Macro- and micro-averaged precision, recall, and F1-scores for the full R-GAT model and its ablated variants. Results show the effect of removing residual connections (GAT) and both residuals and attention (GCN), providing a direct assessment of the contribution of each architectural component.

Model Macro P / R / F1 Micro P / R / F1
R-GAT (full) 0.97 / 0.96 / 0.96 0.97 / 0.96 / 0.96
GAT (no residuals) 0.92 / 0.93 / 0.92 0.92 / 0.93 / 0.92
GCN (no attention, no residuals) 0.83 / 0.83 / 0.82 0.83 / 0.83 / 0.82

Overall, the evidence shows that although high-capacity models such as BioBERT achieve the strongest absolute scores, R-GAT delivers a more balanced trade-off–maintaining competitive accuracy while reducing variance and computational cost. This positions R-GAT as a lightweight yet reliable alternative for biomedical NLP tasks, particularly in scenarios constrained by data availability or computational resources.

Inference testing

The predictive capability of R-GAT was further examined through inference testing on unseen biomedical abstracts (Fig. 4). In Fig. 4a, the model correctly classified an abstract on the telomere–telomerase complex in familial and sporadic thyroid carcinoma as Thyroid Cancer. In Fig. 4b, an abstract describing nitrosourea-based therapies for bronchogenic carcinoma was accurately labeled as Lung Cancer. These examples illustrate R-GAT’s ability to capture domain-specific terminology and contextual relationships, enabling precise predictions across distinct cancer types.

Figure 4.

Figure 4

Analysis of cancer abstracts fed into the R-GAT model for classification: a Thyroid Cancer–the model analyzed the abstract focused on the telomere-telomerase complex in both sporadic and familial thyroid cancer cases, emphasizing telomere shortening and telomerase activation; b Lung Cancer–the R-GAT model processed an abstract detailing the effectiveness of nitrosoureas and other agents in treating various types of lung cancer, including oat cell carcinoma and magenta adenocarcinoma. Both abstracts were correctly classified by the R-GAT model.

While inference outcomes alone cannot establish robustness, they demonstrate how the model translates learned representations into accurate real-world classifications. By leveraging residual graph attention, R-GAT effectively highlights key biomedical entities and preserves contextual dependencies, supporting generalization beyond the training set. This ability to maintain accuracy on new inputs underscores the model’s practical utility for biomedical text mining and its potential to enhance automated cancer literature classification.

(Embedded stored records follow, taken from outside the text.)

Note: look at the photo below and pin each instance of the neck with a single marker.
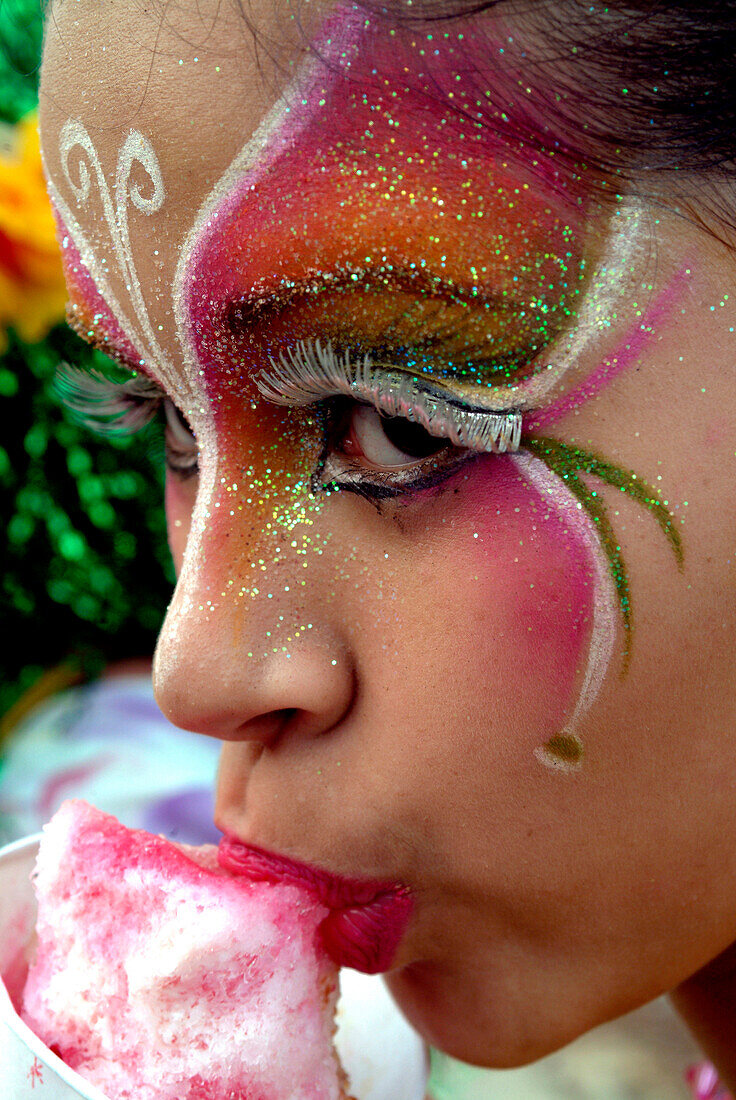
(706, 1002)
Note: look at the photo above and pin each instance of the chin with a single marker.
(478, 1027)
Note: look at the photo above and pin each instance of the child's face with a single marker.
(454, 671)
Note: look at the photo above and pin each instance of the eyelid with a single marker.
(311, 372)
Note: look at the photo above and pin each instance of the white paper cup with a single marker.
(29, 1070)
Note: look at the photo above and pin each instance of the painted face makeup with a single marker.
(376, 242)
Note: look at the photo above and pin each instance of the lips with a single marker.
(366, 920)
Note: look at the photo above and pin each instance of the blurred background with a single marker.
(85, 569)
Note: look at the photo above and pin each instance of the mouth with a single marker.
(366, 920)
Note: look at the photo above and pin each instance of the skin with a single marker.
(383, 708)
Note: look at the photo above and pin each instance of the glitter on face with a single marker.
(373, 211)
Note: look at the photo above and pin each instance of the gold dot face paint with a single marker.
(372, 223)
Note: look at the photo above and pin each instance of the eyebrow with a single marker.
(259, 307)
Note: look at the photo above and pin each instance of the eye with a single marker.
(385, 442)
(182, 448)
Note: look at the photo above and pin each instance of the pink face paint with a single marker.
(626, 355)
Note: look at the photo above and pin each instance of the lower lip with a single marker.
(366, 920)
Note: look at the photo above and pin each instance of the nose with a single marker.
(215, 675)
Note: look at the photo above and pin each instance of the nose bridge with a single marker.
(246, 634)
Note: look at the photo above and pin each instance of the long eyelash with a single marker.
(310, 372)
(105, 406)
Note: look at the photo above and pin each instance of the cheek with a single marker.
(519, 605)
(179, 499)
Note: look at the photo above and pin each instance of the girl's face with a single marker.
(497, 672)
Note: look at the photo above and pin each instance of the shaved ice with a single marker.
(161, 976)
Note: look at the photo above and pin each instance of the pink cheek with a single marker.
(535, 592)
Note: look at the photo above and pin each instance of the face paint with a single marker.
(370, 215)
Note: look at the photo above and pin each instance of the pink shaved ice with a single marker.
(161, 976)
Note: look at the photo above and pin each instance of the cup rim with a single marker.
(10, 1019)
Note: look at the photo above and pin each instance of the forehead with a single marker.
(194, 155)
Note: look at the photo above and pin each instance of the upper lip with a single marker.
(366, 920)
(333, 891)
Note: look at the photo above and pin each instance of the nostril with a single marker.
(266, 727)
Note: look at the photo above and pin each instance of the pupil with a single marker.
(410, 438)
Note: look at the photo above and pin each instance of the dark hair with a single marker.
(641, 89)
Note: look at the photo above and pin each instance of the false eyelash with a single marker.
(311, 372)
(105, 406)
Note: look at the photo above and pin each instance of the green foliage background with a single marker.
(85, 571)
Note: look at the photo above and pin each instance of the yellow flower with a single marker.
(32, 293)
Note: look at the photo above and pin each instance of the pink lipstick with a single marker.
(366, 920)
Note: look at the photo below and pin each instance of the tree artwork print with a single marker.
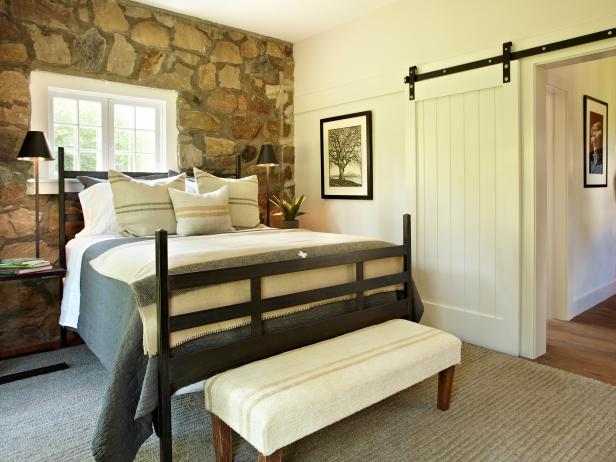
(346, 156)
(345, 151)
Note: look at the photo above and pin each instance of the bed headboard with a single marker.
(73, 220)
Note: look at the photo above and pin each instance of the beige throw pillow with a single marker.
(142, 207)
(243, 196)
(199, 214)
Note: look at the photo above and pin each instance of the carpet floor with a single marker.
(503, 409)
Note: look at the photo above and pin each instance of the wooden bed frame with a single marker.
(76, 219)
(177, 371)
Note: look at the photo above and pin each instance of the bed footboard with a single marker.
(175, 372)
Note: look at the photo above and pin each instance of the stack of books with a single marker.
(23, 265)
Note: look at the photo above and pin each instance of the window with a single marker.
(101, 131)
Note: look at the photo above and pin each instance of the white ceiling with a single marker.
(290, 20)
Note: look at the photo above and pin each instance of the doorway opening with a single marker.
(579, 232)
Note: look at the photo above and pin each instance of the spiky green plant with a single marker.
(288, 209)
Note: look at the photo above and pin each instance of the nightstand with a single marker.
(55, 272)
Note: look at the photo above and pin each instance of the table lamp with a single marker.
(267, 159)
(35, 148)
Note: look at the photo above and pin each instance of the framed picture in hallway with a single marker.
(595, 143)
(346, 156)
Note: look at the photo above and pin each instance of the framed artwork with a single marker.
(346, 156)
(595, 143)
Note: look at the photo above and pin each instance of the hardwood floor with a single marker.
(586, 345)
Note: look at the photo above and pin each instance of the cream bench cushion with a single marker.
(276, 401)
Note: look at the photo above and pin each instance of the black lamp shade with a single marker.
(35, 146)
(267, 156)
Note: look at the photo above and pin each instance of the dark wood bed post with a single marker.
(61, 233)
(408, 264)
(61, 205)
(164, 391)
(260, 344)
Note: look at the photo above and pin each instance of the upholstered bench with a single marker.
(276, 401)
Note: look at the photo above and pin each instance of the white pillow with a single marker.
(142, 207)
(201, 214)
(243, 196)
(98, 211)
(191, 185)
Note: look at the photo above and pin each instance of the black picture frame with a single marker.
(360, 187)
(595, 164)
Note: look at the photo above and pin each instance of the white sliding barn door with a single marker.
(465, 138)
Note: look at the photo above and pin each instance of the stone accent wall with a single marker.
(235, 92)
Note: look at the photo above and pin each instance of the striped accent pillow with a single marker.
(142, 207)
(201, 213)
(243, 196)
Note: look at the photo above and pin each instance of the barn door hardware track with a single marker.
(505, 59)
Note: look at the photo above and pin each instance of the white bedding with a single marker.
(136, 260)
(75, 248)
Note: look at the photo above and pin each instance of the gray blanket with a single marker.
(110, 325)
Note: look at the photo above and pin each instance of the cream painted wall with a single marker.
(360, 66)
(591, 212)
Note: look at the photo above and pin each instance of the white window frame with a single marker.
(108, 101)
(159, 107)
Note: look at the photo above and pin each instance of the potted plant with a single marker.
(289, 210)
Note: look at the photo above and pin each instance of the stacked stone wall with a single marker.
(235, 92)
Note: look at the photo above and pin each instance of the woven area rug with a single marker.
(503, 409)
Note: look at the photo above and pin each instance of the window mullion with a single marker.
(77, 154)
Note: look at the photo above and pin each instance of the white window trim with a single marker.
(159, 106)
(107, 118)
(41, 81)
(69, 94)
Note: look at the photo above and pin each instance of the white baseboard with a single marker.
(590, 299)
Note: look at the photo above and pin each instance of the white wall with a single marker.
(360, 65)
(591, 212)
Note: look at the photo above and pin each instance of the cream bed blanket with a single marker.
(133, 263)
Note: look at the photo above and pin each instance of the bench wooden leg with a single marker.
(221, 435)
(445, 384)
(275, 457)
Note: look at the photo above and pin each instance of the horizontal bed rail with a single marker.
(224, 313)
(179, 369)
(181, 281)
(215, 360)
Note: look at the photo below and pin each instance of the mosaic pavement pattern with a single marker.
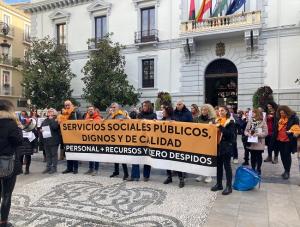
(80, 200)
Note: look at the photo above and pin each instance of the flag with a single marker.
(192, 10)
(220, 6)
(235, 6)
(206, 5)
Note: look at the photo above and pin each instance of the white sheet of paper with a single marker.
(40, 121)
(252, 139)
(159, 115)
(46, 132)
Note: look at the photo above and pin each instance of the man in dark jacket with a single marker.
(10, 138)
(70, 113)
(182, 114)
(51, 140)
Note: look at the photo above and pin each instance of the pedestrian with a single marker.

Comparative review of existing studies

A comparative summary of existing studies covering cancer types such as breast, colorectal, prostate, lung carcinoma, thyroid, colon, and lung is provided in the Supplementary Information (Section A.4: Comparative Analysis with Prior Work). As shown in the supplementary table, most datasets used in prior studies were not publicly available, indicating limited accessibility and reproducibility. In addition, the “Multi-cancer” column shows that the majority of studies focused on a single cancer type, with only a few addressing multiple types. This reveals a key limitation, because studying multiple cancers together can enable more generalized and comprehensive models. Previous research mainly concentrated on radiological and clinical reports, particularly for breast cancer. In contrast, biomedical abstracts have been underexplored, despite their availability and potential to provide diverse clinical insights. These abstracts contain rich semantic information that can support both single and multi-cancer classification tasks.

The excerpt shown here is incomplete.